Y dándole con la espada un ligero golpe en la cabeza, añadía:
-Dios Nuestro Señor, a intercesión de la Virgen Santísima María, su Madre, concebida sin mancha de pecado original, y de nuestros padres San Benito y San Bernardo, os haga buen caballero de Alcántara. Levantaos.
El novel caballero besaba la mano al maestre, clavero o freire que lo había investido, y se daba por concluido el capítulo.
En cuanto a los caballeros de Carlos III, era en la capilla de palacio donde se verificaba la investidura.
Volvamos a nuestro personaje.
Distinguiose este caballero por su caridad para con los pobres; pues lejos de imitar a otros cicateros que el día sábado compraban dos o tres pesos de pan frío para repartirlo entre los mendigos que por la mañana invadían el patio de las casas de rango, él distribuía semanalmente entre esos infelices la suma de veinte pesos en moneda menuda, amén de las limosnas que en mayor escala y privadamente hacía.

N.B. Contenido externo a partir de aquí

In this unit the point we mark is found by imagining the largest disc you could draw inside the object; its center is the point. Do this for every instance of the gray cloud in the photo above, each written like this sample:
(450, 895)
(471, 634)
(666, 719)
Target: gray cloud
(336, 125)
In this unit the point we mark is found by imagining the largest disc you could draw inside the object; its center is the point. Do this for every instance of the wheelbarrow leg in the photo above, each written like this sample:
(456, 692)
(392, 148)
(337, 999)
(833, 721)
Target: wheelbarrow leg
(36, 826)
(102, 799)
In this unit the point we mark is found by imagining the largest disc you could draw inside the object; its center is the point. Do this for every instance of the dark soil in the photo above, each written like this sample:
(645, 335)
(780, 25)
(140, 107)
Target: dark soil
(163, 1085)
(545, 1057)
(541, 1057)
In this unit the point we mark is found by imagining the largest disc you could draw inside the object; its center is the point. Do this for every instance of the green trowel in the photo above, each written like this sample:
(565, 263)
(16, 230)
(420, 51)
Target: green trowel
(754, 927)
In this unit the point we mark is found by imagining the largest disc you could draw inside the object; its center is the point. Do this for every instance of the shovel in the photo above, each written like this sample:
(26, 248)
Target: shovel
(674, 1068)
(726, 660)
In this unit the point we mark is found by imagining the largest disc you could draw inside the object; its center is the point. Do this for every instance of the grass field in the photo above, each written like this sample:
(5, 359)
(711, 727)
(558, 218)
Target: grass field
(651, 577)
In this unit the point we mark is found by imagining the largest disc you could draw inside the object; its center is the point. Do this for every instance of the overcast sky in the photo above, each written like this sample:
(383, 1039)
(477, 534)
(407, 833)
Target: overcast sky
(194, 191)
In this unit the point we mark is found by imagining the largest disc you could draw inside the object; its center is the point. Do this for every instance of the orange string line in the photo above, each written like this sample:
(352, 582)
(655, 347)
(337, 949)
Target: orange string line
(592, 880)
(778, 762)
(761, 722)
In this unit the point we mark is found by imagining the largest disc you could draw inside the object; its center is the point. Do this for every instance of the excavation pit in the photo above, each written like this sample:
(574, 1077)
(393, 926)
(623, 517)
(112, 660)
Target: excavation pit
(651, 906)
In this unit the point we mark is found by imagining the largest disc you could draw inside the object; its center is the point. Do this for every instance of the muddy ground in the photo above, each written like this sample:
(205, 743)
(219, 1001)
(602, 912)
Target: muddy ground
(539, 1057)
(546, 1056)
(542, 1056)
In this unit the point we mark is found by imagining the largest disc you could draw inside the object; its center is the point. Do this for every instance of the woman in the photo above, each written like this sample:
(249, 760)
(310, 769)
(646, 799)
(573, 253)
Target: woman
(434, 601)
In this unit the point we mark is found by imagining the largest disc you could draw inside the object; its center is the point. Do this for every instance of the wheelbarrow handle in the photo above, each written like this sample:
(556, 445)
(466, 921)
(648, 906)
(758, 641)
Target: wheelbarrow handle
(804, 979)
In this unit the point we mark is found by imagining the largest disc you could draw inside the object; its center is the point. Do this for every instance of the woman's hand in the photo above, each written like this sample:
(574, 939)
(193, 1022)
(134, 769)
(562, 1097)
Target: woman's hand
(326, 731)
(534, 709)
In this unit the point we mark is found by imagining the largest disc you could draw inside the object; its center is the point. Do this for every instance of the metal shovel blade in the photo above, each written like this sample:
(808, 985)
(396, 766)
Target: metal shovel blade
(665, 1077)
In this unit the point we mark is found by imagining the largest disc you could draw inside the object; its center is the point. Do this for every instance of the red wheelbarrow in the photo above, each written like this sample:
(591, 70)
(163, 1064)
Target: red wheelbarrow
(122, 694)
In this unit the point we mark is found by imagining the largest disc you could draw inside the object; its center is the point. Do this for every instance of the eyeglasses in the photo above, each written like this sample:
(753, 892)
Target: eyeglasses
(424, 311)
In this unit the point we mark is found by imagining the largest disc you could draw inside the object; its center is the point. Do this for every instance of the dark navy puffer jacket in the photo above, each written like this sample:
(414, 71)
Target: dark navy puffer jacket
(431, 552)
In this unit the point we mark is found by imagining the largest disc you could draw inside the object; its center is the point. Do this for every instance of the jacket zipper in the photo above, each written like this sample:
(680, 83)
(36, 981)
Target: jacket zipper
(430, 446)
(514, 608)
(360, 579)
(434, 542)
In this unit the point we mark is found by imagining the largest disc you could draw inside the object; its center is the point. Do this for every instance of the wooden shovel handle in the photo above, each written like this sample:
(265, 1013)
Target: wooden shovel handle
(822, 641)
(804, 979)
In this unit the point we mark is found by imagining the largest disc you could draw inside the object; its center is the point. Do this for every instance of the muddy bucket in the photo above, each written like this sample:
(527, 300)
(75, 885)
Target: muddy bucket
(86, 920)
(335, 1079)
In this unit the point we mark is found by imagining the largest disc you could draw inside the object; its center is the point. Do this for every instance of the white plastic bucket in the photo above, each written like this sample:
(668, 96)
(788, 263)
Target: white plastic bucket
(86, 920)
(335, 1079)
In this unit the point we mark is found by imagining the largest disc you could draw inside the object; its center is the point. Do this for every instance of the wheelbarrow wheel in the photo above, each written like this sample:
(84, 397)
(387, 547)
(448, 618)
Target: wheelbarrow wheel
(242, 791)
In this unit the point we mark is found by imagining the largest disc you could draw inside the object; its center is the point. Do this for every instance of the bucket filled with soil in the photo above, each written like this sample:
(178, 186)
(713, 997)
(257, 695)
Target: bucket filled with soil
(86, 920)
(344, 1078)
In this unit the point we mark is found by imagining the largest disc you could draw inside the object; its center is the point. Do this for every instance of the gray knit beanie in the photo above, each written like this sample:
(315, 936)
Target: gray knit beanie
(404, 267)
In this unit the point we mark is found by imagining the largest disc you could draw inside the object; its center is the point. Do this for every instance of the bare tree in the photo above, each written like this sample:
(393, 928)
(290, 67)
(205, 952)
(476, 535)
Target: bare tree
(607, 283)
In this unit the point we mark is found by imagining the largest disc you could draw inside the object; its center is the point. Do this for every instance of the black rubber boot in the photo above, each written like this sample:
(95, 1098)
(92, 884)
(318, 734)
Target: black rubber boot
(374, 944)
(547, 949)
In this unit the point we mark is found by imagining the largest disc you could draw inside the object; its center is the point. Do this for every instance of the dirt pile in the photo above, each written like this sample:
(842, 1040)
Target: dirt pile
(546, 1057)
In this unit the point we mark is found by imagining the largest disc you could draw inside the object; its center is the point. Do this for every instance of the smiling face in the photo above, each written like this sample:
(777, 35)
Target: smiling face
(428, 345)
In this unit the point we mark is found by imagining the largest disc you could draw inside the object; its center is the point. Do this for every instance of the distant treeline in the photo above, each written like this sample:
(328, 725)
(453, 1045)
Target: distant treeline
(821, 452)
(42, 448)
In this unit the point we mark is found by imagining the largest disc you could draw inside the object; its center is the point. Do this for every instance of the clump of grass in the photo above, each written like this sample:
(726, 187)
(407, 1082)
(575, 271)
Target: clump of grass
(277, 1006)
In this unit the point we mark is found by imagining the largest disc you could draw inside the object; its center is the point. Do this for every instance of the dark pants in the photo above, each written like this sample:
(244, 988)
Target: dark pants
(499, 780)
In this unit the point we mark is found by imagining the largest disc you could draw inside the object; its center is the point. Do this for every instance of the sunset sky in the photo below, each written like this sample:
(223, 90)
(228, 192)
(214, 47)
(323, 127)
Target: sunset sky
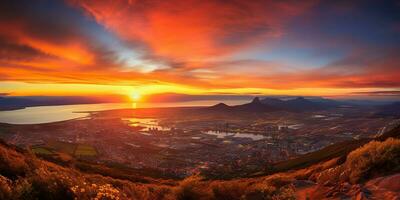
(92, 47)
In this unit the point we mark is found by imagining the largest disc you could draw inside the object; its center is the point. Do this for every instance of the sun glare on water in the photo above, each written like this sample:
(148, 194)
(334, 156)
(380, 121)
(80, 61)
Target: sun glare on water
(135, 96)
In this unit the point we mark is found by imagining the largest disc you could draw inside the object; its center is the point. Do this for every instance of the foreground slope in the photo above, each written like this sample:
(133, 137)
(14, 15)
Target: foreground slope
(370, 171)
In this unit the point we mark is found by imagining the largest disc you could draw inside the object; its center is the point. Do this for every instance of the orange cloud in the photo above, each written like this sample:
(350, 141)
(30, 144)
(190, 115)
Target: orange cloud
(194, 29)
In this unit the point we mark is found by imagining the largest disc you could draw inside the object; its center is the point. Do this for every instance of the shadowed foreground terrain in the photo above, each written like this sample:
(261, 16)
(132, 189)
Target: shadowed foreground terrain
(370, 171)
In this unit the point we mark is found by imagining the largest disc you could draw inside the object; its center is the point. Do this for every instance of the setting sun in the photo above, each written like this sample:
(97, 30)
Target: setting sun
(135, 96)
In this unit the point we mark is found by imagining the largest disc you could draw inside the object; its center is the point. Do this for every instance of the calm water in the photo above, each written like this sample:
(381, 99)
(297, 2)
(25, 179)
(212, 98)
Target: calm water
(47, 114)
(222, 135)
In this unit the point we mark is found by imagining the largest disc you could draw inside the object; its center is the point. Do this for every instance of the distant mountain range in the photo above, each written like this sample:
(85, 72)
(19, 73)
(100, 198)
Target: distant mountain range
(299, 104)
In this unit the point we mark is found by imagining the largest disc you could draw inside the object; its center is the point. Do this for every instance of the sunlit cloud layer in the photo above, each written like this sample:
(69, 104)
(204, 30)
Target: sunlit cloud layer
(199, 47)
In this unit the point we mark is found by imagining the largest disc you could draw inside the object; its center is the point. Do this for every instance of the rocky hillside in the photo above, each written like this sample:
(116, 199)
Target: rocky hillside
(371, 171)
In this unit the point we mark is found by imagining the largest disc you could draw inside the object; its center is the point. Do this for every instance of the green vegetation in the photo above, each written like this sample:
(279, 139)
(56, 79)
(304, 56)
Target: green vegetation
(85, 150)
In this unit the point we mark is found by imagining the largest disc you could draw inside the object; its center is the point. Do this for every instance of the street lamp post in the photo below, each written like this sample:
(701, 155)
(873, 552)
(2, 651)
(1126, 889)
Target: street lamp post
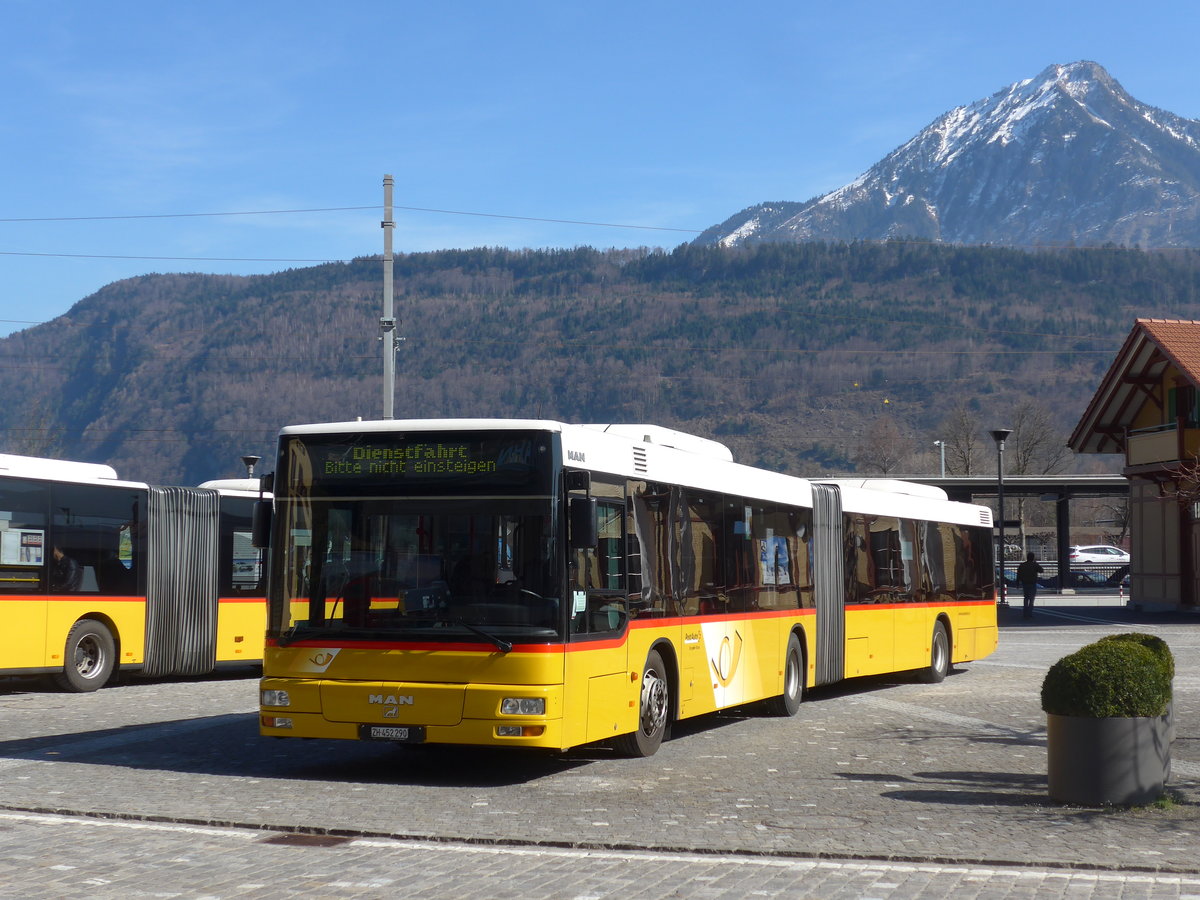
(1000, 436)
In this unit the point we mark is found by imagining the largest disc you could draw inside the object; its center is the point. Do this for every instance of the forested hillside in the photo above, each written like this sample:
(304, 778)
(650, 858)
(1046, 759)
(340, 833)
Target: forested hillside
(792, 354)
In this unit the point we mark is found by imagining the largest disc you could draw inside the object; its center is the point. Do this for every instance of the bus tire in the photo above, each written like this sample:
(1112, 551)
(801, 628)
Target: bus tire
(88, 658)
(653, 711)
(939, 657)
(789, 702)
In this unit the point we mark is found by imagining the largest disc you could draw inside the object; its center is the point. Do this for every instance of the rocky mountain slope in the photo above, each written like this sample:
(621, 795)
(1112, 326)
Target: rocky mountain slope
(1067, 157)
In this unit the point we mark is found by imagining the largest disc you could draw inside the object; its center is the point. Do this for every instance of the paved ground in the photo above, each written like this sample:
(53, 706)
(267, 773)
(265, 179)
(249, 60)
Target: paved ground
(880, 787)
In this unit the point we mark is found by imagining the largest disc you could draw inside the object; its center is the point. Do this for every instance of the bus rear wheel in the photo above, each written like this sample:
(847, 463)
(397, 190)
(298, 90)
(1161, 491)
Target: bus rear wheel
(789, 702)
(939, 657)
(88, 658)
(654, 711)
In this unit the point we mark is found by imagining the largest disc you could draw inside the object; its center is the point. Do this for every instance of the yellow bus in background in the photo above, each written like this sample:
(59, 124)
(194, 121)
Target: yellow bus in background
(100, 575)
(540, 585)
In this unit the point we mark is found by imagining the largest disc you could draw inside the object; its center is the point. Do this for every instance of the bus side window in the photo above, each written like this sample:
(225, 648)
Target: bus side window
(24, 549)
(598, 593)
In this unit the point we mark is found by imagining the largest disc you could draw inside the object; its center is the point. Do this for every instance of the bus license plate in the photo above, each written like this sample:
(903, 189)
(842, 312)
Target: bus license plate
(406, 735)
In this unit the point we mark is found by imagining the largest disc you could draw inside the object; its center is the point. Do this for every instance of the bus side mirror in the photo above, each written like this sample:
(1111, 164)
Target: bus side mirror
(261, 525)
(581, 515)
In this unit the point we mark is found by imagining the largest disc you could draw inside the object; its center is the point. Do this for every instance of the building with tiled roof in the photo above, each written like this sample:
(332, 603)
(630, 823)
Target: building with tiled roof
(1147, 407)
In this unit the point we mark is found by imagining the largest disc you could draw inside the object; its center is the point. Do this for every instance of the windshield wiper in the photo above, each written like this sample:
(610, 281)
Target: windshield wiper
(501, 643)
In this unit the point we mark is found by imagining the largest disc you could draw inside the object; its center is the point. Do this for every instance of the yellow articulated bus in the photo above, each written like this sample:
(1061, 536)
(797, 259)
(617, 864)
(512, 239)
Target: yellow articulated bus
(532, 583)
(100, 575)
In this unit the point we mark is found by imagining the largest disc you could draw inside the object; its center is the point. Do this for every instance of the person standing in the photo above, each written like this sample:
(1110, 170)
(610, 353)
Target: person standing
(1027, 575)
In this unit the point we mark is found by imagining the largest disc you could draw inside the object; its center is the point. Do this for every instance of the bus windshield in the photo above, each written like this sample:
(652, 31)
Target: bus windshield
(466, 555)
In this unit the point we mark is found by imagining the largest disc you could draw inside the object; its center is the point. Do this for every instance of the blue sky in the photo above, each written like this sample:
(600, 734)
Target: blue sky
(666, 115)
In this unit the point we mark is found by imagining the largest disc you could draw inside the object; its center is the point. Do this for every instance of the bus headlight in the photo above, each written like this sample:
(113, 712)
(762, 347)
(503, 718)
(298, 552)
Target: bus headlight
(523, 706)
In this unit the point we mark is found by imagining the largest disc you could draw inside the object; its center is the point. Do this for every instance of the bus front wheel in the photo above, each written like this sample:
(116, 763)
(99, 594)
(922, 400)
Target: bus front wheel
(654, 711)
(939, 657)
(88, 658)
(789, 702)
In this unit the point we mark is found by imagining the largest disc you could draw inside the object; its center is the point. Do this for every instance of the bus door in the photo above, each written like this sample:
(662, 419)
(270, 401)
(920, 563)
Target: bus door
(597, 661)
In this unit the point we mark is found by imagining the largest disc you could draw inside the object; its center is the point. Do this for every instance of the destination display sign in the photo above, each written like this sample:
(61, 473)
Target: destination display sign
(425, 459)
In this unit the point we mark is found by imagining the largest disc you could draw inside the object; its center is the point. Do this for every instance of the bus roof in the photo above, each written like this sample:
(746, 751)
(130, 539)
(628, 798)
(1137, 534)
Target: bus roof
(54, 469)
(659, 454)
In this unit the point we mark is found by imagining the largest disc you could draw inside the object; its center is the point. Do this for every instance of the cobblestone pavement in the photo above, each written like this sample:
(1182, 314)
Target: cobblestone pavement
(877, 787)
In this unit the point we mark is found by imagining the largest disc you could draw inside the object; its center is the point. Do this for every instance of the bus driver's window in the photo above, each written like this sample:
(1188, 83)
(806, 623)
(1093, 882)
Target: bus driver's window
(597, 579)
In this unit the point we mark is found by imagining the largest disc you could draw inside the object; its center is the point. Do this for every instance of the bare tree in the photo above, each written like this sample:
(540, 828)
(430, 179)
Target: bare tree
(1035, 448)
(1036, 445)
(960, 430)
(885, 447)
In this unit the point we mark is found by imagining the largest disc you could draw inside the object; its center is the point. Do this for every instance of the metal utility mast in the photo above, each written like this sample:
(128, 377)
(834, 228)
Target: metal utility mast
(388, 323)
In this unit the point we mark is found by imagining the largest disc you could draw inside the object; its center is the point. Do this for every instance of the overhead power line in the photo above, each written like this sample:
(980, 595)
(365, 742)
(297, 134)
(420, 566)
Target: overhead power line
(333, 209)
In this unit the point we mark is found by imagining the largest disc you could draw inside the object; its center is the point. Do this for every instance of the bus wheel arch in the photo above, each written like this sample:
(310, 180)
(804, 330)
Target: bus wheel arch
(655, 707)
(89, 655)
(939, 654)
(795, 673)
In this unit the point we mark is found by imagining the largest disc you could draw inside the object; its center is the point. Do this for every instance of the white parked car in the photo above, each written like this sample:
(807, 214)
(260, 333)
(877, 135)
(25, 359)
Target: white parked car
(1099, 553)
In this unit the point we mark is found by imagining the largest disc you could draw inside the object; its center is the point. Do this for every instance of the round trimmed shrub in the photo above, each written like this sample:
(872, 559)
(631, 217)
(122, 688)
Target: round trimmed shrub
(1153, 643)
(1121, 678)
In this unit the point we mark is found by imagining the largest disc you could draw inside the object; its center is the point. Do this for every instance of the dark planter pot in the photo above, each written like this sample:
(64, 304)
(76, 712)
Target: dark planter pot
(1099, 762)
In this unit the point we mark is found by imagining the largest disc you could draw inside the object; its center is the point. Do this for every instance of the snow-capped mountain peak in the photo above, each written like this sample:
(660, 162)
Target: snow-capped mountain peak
(1067, 156)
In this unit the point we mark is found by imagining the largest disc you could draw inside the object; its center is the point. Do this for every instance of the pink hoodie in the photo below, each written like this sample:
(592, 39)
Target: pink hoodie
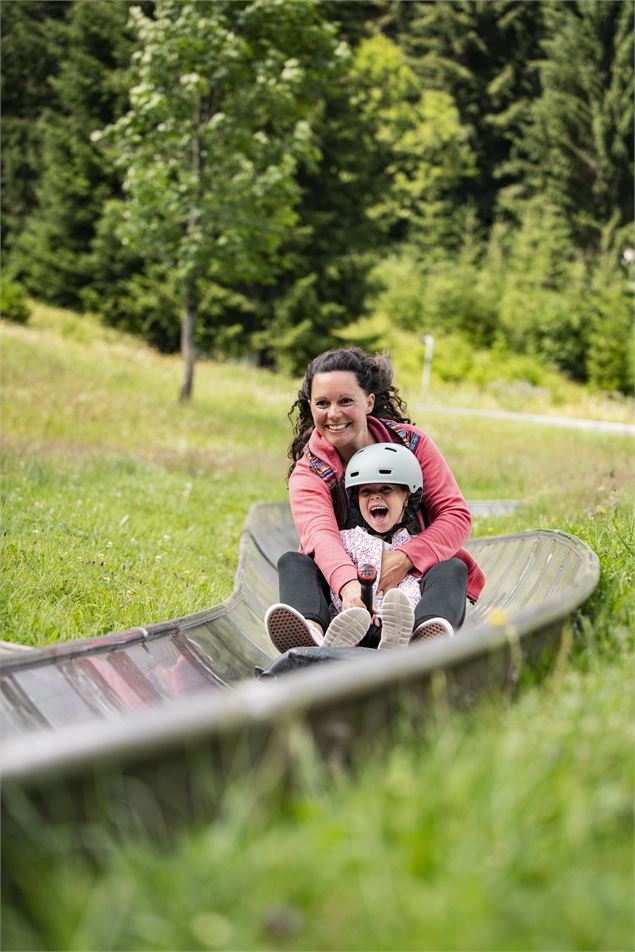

Fuese humildad o cumplimiento de penitencia por el confesor impuesta, ello es que en una de las cláusulas de su testamento fundó capellanía para que perpetuamente se dijesen, no recuerdo cuántas misas por el alma del ciego de la puerta de Santo Domingo, apareciendo con puntos y comas referida la historia de los veintisiete reales.